Pourtant son application et la protection de quelques notables locaux permettent au jeune orphelin de poursuivre ses études. De nombreuses anecdotes circulent : Fourier étudiant la nuit à la lueur de bouts de chandelles ramassés dans la journée, Fourier se cachant dans l'armoire de la salle d'étude pour y rester après les heures réglementaires... En tout cas, il se fait vite remarquer au point qu'un collège l'accepte gratuitement comme pensionnaire.

Le jeune garçon se destine alors à une carrière dans l'artillerie ou le génie, mais n'ayant ni titre ni fortune sa candidature est refusée malgré de solides appuis.
Fourier choisit de se tourner vers... les bénédictins. Le virage peut sembler brutal mais l'ordre de Saint-Benoit tenait à l'époque 6 des 12 écoles militaires françaises et passait pour la frange la plus éclairée du clergé. C'est donc là que Fourier commence sa carrière en enseignant les mathématiques d'abord à l'école militaire d'Auxerre puis à l'abbaye de Fleury. Dès 1787, âgé de moins de 20 ans, il se rend à Paris pour présenter à l'Académie des Sciences un mémoire sur les équations algébriques, ce qui lui vaut l'attention de Monge, Lagrange et Laplace.

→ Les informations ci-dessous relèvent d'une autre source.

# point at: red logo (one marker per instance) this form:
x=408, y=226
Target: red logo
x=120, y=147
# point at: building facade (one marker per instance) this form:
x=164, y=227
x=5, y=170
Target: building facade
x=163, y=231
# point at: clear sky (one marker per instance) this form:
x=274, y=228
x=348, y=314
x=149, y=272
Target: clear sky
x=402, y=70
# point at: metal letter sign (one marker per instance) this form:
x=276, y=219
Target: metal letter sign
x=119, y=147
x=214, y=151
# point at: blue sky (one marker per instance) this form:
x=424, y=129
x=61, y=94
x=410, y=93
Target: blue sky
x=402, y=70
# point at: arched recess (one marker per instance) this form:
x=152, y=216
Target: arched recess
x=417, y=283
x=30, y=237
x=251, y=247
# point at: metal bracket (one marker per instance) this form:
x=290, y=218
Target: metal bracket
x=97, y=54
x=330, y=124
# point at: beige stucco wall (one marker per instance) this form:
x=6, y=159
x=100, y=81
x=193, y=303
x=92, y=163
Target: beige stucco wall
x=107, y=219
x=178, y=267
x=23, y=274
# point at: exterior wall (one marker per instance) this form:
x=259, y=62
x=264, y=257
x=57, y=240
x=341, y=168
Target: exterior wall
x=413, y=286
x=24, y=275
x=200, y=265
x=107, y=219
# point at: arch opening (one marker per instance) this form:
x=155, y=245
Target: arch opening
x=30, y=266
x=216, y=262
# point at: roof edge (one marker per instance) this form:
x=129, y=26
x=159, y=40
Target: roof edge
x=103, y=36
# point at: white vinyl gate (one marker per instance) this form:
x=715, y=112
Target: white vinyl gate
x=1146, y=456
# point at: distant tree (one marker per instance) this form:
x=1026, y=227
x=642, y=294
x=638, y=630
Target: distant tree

Joseph Fourier a découvert l'effet de serre en 1824
En 1789, peu après le début de la Révolution, il refuse finalement d'entrer dans les ordres. Revenu dans sa ville natale, il continue à enseigner tout en s'intéressant de plus en plus à l'effervescence politique de l'époque. En 1793, il rejoint même le comité révolutionnaire d'Auxerre.
Mais la période n'est pas favorable aux esprits rationnels. Chargé de réquisitionner des récoltes dans le Loiret, Fourier a le tort de s'acquitter de sa mission avec un peu trop de mesure. Dénoncé au comité de salut public, il est mis hors la loi et contraint de se cacher.
La fin de la Terreur lui permet de reparaitre au grand jour l'année suivante et de faire partie des premiers étudiants de l'École normale à sa création en 1795. Lorsque celle-ci ferme quelques mois plus tard, il devient l'assistant de Lagrange à Polytechnique - une autre création récente. C'est aussi à cette époque qu'il est présenté à Bonaparte.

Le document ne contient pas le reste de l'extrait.